What are we looking for?


  1. Keenness in product knowledge. This is a surefire edge if the person you wish to hire can talk the talk and walk the walk. Familiarity gained through a similar experience can easily be detected for someone who knows the hoops.  Hiring a staff that has more than enough understanding would mean more sales.  This type of staff would have a sharp eye for accuracy, flexibility, as well as comfort in multi-tasking. These are also the employees who are always very eager to learn and do more beyond what they are tasked to do.


  1. Agreeable personality. Agreeable in the sense that this staff is not someone like you. If his or her drawbacks are same as yours, this might not be good for the business.  Appoint someone who can bring something new to the table, something that you do not possess.  This person is going to be a great asset as he or she would blend and adjust well with other members of the team.  Also, people with an agreeable personality are the ones who are mostly engaged not only with making the business flourish but also sees the importance and difference of better customer service. Remember, customer service is a core function in any food business that needs to be excellent and flawless.


  1. As things would always be subject to change, your staff should always be able to adapt. Most especially with schedules or workload, as working in a food business can get too hectic. You need to establish early on that employees need to be reliable, flexible, and committed. They need to have that continuous yearning to learn. You can filter these kinds of people from your pool of aspiring staff by asking some behavioural and situational questions. Ambitious members are the ones who are proactive, able to take new tasks, are most likely to be second in command, and can carry out management decisions.  They are driven by professional fuel.

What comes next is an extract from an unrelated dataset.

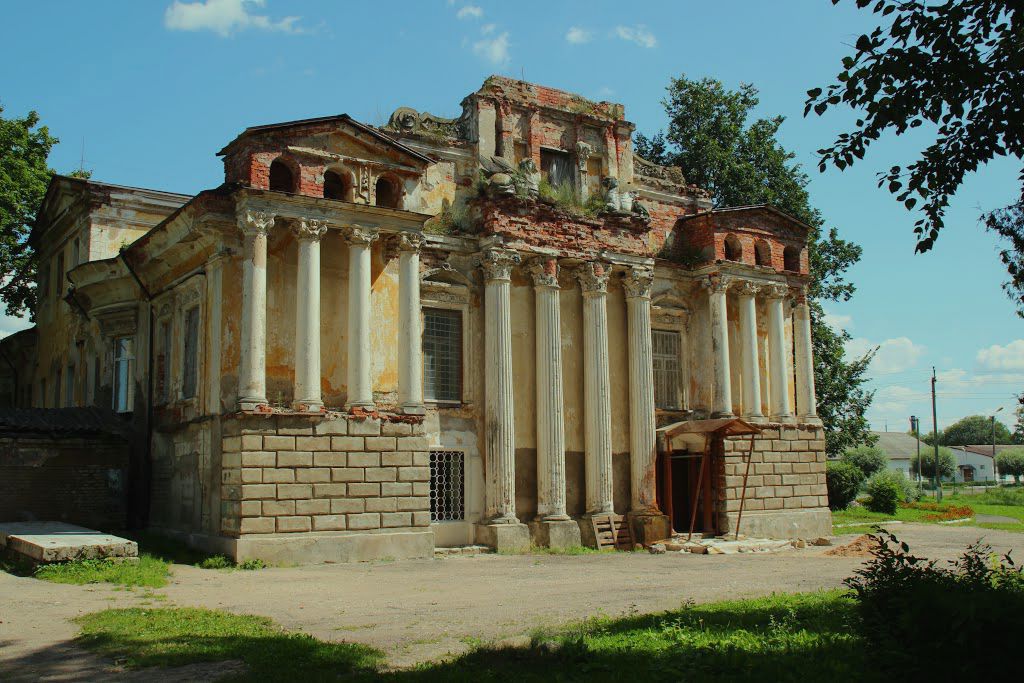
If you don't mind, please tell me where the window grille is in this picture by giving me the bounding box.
[181,306,199,398]
[650,330,681,411]
[430,451,466,522]
[423,308,462,401]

Your workers make your organisation. It could lead to either prosperity or disappointment.  On a great extent, it will determine the kind of arrangement that you have in the years to come. Aptitudes can be instructed, lessons can be adapted, yet identity is (pretty much) set in stone.


It pays to take time and check references. The interview may go well due to their excellent people skills but you have to make calls to justify and get confirmation that your gut tells you if they are indeed worth of the opportunity.  That extra mile can save you of having to undergo the same process of finding a staff just because you failed to verify your candidate.  


Trust your instinct too. If there seems to be something that is bothering you about a potential employee, don't offer the contract.


Lastly, take them to a test drive. It’ll reflect if they are really fit for the position that you are aiming to fill.


Utilise this guide as you start the hiring process and watch your start-up go from a hole in the wall food business into an effective and profitable functional unit.